At the AAPA annual assembly in Brunei, ahead of the IATA forecast briefing, Asian airline members issued a call for action by industry organizations to take a harder stance against manufacturers and service providers that were not delivering to contract.
“We are sandwiched in the middle of two parts: the customer on one side and regulators and consumer protection on the other. Yet the root cause for these delays and disruptions stems from the supply chain,” Thai Airways CEO Chai Eamsiri said. “We haven’t heard from the OEMs on timelines and their improvement steps. We need to work together as an industry.”
Avolon forecasts a 20% increase in aircraft deliveries in 2025, with over 1,400 scheduled, the fastest ramp-up in two decades. Its January outlook report said that despite the increase in planned deliveries, whether to expand fleets or just replace ageing aircraft would remain a challenge for airlines in 2025, with slots for new aircraft sold out beyond 2030.
“Despite increasing deliveries, Airbus and Boeing will continue to struggle to hit their targets to ramp-up production,” Avolon said, adding, “The structural under-supply of new aircraft is driving aviation industry market dynamics.”
Beyond the extra costs and inability to fulfill growth plans, the shortage of aircraft is leading to an ageing in-service fleet that is not as fuel-efficient as the new-generation aircraft airlines had planned.
According to IATA, the average aircraft age in 1990 was just over 12 years and has averaged 13.6 years since then. In 2024, it further aged to 14.8 years.
Talking exclusively to ATW, IATA SVP operations, safety and security Nick Careen said OEMs were not properly forecasting.
“You’re seeing examples where airlines are actually taking some of their old aircraft out of the desert and refitting them because they know that they’re just not going to have the airplanes that they had planned in the future, and that comes at a huge cost,” Careen said.
“It’s something that we don’t take lightly, and it’s something that we continue to work with industry, whether that’s the aircraft manufacturers, but more importantly now it’s the avionics manufacturers as well as the engine manufacturers, because it’s a call shared by all of us at the moment. Transparency is the name of the game, and we need to see greater transparency.”

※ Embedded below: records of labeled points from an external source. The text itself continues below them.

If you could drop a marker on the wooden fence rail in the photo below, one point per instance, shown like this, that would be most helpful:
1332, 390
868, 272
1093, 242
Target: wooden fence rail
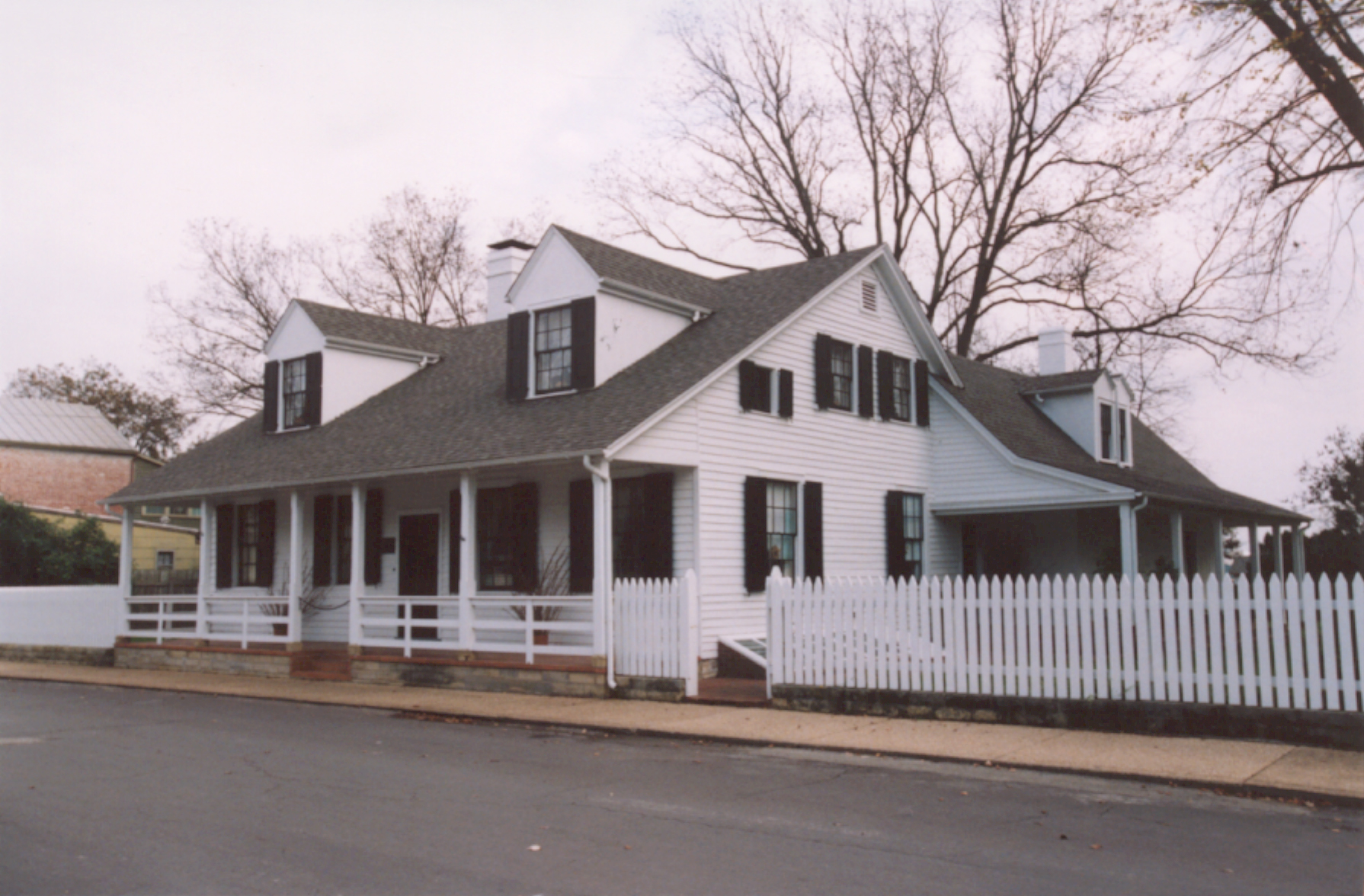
1188, 640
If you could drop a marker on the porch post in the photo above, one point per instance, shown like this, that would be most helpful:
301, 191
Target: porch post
1298, 552
126, 555
1177, 542
357, 565
295, 571
207, 520
468, 574
1127, 539
1279, 552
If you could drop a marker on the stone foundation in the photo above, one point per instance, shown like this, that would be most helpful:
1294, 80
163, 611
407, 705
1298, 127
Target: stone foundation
1302, 727
67, 656
217, 661
478, 677
639, 688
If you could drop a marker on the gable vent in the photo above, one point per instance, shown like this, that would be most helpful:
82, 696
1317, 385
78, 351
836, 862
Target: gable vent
868, 295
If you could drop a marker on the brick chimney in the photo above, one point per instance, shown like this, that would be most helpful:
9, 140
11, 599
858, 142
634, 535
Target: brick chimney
505, 262
1053, 350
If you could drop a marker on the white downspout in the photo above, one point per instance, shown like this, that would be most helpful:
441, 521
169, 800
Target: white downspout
602, 565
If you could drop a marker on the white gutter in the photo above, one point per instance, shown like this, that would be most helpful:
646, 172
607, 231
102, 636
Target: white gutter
604, 474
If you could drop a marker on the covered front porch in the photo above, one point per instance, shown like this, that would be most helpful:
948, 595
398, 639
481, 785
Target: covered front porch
495, 568
1143, 536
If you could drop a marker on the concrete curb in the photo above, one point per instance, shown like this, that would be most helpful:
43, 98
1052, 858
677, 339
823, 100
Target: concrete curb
1236, 768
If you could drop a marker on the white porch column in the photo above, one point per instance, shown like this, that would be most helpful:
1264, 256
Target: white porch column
207, 536
1127, 538
1298, 552
295, 571
1279, 552
1177, 542
357, 565
126, 555
468, 561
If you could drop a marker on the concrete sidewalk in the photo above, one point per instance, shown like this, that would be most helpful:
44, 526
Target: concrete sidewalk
1236, 766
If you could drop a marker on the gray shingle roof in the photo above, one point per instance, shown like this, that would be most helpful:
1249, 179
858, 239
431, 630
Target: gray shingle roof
456, 412
996, 398
58, 423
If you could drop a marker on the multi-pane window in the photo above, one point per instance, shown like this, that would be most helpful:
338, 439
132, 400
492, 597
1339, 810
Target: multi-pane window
902, 388
840, 367
552, 350
782, 526
295, 393
913, 535
248, 545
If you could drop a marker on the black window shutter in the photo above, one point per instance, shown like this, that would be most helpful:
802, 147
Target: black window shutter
786, 395
823, 370
754, 535
526, 501
272, 395
519, 355
749, 386
581, 558
921, 393
895, 535
813, 530
312, 389
224, 530
322, 516
865, 382
658, 526
885, 383
373, 536
265, 550
584, 343
456, 530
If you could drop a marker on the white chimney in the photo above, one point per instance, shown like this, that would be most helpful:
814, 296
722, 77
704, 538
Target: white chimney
505, 262
1053, 350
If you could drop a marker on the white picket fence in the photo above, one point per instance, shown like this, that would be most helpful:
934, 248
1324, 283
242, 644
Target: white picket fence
1214, 642
658, 629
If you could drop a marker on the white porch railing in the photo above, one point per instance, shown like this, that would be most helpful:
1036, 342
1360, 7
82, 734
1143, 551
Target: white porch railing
656, 629
1215, 642
497, 623
238, 618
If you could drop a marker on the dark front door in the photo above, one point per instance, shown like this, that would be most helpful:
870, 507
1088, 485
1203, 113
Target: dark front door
419, 558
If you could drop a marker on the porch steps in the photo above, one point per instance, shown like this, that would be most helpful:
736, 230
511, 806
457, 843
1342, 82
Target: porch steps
324, 666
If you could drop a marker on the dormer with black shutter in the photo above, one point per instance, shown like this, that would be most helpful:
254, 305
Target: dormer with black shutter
576, 318
322, 362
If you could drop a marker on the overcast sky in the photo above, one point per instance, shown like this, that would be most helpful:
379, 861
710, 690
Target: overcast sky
123, 122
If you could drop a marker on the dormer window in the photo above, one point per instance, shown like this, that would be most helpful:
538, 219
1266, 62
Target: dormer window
293, 393
1113, 434
552, 350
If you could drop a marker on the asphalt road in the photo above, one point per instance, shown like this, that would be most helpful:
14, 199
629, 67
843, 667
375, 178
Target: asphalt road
129, 792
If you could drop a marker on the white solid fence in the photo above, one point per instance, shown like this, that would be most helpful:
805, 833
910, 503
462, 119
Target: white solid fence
1213, 642
656, 629
60, 616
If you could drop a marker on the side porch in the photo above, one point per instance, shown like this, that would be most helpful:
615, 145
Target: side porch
487, 578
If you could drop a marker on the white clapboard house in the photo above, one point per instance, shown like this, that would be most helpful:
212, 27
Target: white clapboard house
621, 419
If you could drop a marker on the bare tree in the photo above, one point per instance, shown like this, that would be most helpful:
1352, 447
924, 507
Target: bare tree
212, 341
1013, 160
409, 262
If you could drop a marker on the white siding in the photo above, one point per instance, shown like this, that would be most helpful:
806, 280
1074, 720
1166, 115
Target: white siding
968, 468
856, 460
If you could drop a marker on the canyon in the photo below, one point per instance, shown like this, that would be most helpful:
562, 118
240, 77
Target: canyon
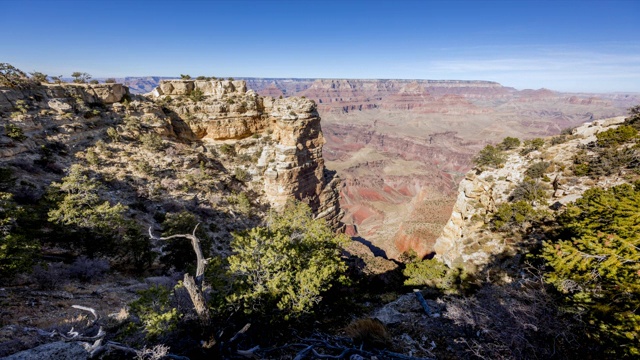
402, 146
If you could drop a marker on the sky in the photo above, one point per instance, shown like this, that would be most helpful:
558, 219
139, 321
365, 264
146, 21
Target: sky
576, 46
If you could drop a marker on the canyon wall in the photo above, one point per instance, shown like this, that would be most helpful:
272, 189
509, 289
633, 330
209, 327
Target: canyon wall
292, 167
468, 241
402, 146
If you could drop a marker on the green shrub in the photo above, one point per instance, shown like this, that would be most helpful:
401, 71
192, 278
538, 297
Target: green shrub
228, 149
92, 157
538, 169
39, 77
435, 274
241, 174
152, 141
77, 205
530, 190
560, 139
12, 77
113, 134
154, 310
595, 263
80, 77
17, 251
617, 136
510, 216
509, 143
178, 252
634, 117
196, 95
532, 145
489, 157
14, 132
286, 265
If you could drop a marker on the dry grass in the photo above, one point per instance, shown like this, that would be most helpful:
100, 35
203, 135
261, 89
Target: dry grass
369, 332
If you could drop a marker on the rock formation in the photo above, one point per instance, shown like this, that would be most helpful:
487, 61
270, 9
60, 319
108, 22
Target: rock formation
292, 167
466, 240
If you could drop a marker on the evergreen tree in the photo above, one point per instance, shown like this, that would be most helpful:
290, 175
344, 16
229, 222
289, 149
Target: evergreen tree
17, 251
287, 264
80, 208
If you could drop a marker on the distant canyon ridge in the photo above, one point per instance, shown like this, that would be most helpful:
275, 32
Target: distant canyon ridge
402, 146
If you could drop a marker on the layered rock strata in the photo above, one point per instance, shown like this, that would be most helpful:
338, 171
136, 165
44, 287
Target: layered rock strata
466, 240
292, 166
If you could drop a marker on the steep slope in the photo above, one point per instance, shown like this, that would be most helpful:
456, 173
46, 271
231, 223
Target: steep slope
230, 154
470, 240
437, 126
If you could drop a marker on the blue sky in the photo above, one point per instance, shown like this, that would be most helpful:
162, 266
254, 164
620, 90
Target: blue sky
590, 46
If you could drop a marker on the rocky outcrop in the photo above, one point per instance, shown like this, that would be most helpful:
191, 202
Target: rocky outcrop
292, 166
59, 350
467, 241
59, 94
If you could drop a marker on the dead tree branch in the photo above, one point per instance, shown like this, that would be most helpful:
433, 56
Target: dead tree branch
193, 285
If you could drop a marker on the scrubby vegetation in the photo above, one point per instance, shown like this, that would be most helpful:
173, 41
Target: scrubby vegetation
80, 219
595, 264
490, 156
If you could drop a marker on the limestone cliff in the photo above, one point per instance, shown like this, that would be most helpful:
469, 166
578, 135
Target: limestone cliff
467, 240
171, 149
291, 166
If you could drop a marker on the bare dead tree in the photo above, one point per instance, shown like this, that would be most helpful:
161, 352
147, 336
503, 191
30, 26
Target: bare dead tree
193, 285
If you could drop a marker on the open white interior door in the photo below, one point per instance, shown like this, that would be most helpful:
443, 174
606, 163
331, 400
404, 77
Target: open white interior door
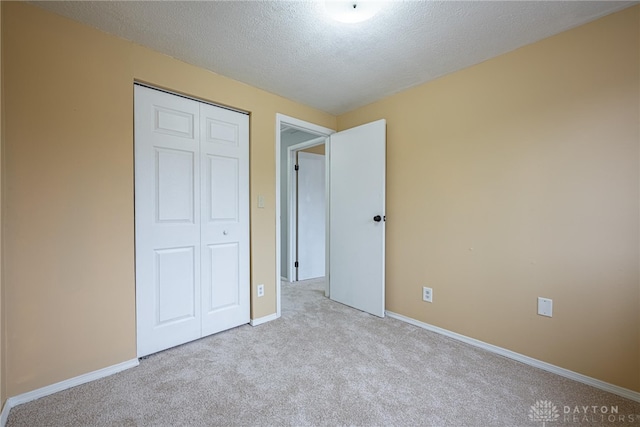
357, 217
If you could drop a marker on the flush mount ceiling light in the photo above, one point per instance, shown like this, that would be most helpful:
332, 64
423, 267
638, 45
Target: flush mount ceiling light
353, 11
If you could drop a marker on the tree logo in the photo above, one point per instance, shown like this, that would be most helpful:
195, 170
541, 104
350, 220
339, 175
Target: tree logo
544, 411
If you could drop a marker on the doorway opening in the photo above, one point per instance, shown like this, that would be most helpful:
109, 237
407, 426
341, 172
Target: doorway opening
292, 137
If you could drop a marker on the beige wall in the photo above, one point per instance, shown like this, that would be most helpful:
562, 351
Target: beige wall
519, 178
69, 266
2, 346
316, 149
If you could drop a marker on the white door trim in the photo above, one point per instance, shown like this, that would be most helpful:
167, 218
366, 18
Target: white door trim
291, 198
321, 131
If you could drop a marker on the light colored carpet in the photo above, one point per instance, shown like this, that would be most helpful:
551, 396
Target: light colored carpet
322, 363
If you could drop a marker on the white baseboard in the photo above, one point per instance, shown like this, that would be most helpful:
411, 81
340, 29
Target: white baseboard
265, 319
4, 416
611, 388
63, 385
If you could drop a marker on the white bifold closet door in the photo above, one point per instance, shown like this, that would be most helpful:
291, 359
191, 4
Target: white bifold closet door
191, 219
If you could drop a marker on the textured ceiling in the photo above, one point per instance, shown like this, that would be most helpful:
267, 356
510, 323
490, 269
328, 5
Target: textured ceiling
293, 49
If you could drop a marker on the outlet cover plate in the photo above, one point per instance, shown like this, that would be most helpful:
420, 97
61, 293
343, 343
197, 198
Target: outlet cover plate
545, 307
427, 294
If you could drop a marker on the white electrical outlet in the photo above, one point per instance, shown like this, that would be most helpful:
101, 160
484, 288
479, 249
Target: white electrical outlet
427, 294
545, 307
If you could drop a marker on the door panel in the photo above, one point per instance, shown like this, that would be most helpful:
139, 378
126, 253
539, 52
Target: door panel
167, 225
311, 215
357, 195
225, 214
224, 188
174, 185
192, 219
175, 285
224, 290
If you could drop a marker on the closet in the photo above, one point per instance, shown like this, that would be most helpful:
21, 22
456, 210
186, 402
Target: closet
191, 219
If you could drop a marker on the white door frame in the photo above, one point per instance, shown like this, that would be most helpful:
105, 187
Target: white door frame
292, 198
321, 131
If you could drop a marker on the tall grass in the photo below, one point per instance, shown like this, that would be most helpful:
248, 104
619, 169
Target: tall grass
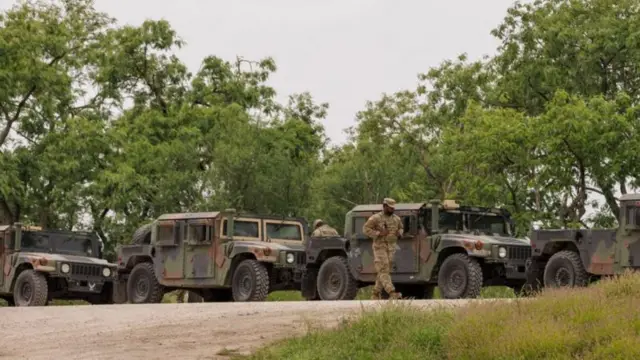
598, 322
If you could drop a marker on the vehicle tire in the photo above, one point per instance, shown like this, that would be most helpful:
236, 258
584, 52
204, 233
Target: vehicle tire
460, 277
31, 289
218, 295
142, 285
142, 235
565, 269
250, 281
335, 281
416, 291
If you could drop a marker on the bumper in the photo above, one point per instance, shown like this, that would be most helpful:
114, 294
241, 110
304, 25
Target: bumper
89, 286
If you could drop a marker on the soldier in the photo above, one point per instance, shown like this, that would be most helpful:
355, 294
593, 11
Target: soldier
384, 228
322, 229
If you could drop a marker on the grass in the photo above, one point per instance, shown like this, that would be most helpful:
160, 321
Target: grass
598, 322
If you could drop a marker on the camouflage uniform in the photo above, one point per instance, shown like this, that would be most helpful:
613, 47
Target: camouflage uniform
322, 229
384, 247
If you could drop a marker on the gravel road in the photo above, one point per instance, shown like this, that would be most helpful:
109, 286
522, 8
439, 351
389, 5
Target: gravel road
161, 331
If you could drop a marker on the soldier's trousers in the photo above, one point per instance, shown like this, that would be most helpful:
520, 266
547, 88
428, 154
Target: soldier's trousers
383, 253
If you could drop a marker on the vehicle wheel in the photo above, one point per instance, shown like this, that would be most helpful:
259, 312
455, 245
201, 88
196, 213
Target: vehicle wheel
460, 277
30, 289
250, 281
142, 286
335, 281
565, 269
142, 235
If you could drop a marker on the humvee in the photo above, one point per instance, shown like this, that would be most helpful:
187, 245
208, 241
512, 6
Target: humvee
41, 265
218, 256
576, 257
460, 249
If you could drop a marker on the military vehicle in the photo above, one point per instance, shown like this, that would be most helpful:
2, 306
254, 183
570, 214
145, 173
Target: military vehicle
41, 265
576, 257
219, 256
459, 249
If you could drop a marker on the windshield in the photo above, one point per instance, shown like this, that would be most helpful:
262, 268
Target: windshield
488, 223
284, 231
63, 243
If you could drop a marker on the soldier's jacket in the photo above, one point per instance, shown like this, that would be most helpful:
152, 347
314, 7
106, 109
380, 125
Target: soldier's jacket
377, 222
324, 230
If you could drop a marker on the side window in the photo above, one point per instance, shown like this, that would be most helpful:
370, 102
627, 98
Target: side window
248, 229
406, 224
165, 234
198, 233
284, 231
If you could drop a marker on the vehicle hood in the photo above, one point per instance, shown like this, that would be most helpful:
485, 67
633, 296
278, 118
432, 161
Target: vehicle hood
487, 239
65, 258
270, 245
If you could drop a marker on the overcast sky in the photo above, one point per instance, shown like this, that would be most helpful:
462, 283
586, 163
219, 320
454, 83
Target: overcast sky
344, 52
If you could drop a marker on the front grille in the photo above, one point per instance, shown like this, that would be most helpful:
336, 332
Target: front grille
518, 252
86, 270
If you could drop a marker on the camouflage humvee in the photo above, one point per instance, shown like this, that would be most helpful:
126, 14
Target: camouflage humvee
219, 256
576, 257
41, 265
457, 248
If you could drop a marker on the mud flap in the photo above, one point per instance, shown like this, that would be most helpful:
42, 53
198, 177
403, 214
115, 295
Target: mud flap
119, 291
308, 285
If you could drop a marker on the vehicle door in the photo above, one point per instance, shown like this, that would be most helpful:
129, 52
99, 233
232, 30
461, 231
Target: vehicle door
169, 235
4, 252
407, 251
199, 249
287, 233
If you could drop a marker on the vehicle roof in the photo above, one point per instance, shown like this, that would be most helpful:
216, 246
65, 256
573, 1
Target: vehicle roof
378, 207
447, 205
214, 214
196, 215
633, 196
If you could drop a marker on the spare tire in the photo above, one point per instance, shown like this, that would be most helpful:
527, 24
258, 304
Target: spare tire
142, 235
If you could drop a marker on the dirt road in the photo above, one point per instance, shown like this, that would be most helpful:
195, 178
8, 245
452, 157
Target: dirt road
165, 331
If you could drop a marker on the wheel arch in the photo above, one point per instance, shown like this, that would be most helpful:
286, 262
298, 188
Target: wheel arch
22, 267
442, 255
237, 259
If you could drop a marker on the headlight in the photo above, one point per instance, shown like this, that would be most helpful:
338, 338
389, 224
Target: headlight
290, 258
106, 272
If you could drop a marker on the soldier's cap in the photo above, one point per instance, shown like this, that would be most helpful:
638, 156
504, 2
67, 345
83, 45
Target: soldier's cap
389, 202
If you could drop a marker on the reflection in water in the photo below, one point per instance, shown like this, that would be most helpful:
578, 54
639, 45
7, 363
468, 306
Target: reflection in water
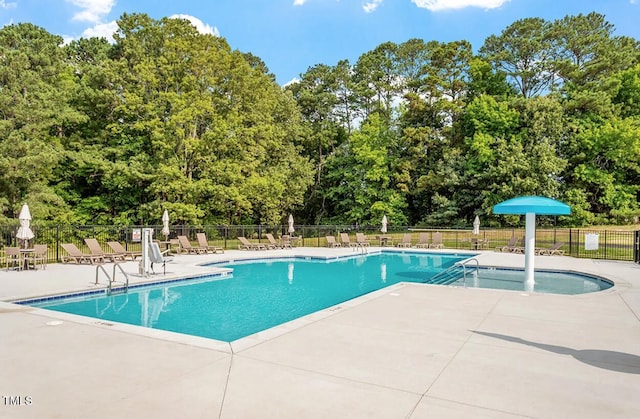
152, 307
290, 272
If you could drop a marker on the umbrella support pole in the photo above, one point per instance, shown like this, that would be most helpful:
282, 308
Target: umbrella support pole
529, 252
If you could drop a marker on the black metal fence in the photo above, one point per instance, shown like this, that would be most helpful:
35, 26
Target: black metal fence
621, 245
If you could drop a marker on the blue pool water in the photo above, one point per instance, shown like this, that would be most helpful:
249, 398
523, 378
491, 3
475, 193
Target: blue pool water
264, 293
259, 294
545, 282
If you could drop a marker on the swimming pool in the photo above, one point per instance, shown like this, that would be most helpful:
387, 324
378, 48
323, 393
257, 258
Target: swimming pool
267, 292
552, 282
259, 295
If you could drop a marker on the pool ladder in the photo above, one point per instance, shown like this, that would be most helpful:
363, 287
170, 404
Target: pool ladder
111, 279
446, 277
464, 267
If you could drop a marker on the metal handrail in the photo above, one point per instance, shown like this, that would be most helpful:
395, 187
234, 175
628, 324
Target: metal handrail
111, 279
126, 284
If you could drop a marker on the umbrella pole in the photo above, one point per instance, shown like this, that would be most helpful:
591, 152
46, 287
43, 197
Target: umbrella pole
530, 244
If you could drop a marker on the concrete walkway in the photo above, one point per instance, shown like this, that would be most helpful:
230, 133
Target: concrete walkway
408, 351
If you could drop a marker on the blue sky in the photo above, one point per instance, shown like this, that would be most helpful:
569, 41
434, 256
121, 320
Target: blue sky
292, 35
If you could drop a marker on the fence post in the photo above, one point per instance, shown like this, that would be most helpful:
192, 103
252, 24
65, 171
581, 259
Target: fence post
571, 242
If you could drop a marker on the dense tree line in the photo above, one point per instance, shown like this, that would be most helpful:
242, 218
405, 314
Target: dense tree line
425, 132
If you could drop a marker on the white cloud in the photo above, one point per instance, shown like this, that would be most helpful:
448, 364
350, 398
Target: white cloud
102, 30
92, 10
371, 6
5, 5
438, 5
200, 25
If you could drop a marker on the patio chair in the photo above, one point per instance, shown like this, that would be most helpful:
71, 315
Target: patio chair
331, 241
13, 258
406, 241
39, 255
76, 256
510, 246
436, 242
553, 250
247, 245
204, 244
119, 248
273, 243
423, 240
96, 250
346, 242
157, 256
361, 240
185, 244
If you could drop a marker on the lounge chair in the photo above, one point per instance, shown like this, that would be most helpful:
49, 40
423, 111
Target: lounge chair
553, 250
118, 248
423, 241
247, 245
436, 242
273, 243
13, 258
510, 246
96, 250
185, 244
406, 240
331, 241
204, 244
76, 256
346, 242
156, 256
39, 255
361, 240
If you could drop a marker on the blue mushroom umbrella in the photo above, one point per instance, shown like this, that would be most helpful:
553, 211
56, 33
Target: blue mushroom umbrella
531, 206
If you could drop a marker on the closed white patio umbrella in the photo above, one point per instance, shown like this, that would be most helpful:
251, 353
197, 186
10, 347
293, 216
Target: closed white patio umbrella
24, 232
476, 226
291, 229
165, 224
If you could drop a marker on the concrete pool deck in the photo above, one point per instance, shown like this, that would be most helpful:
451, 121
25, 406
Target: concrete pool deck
408, 351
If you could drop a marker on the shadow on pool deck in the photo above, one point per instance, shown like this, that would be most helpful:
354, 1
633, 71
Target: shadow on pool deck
610, 360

Overall, however, Careen is optimistic for 2025.
“I think the digital transformation that the whole planet is undergoing, never mind just our industry, is very exciting because the impact of that is going to change, have an exponential change on how we do things.
“It’s going to actually happen faster than we have seen over the last perhaps 25, 30 years. So that is very exciting, looking forward. And the fact that we’re back to profitability obviously allows for investment, the necessary investment that is elusive,” he said.
—Chen Chuanren and Helen Massy-Beresford contributed to this report.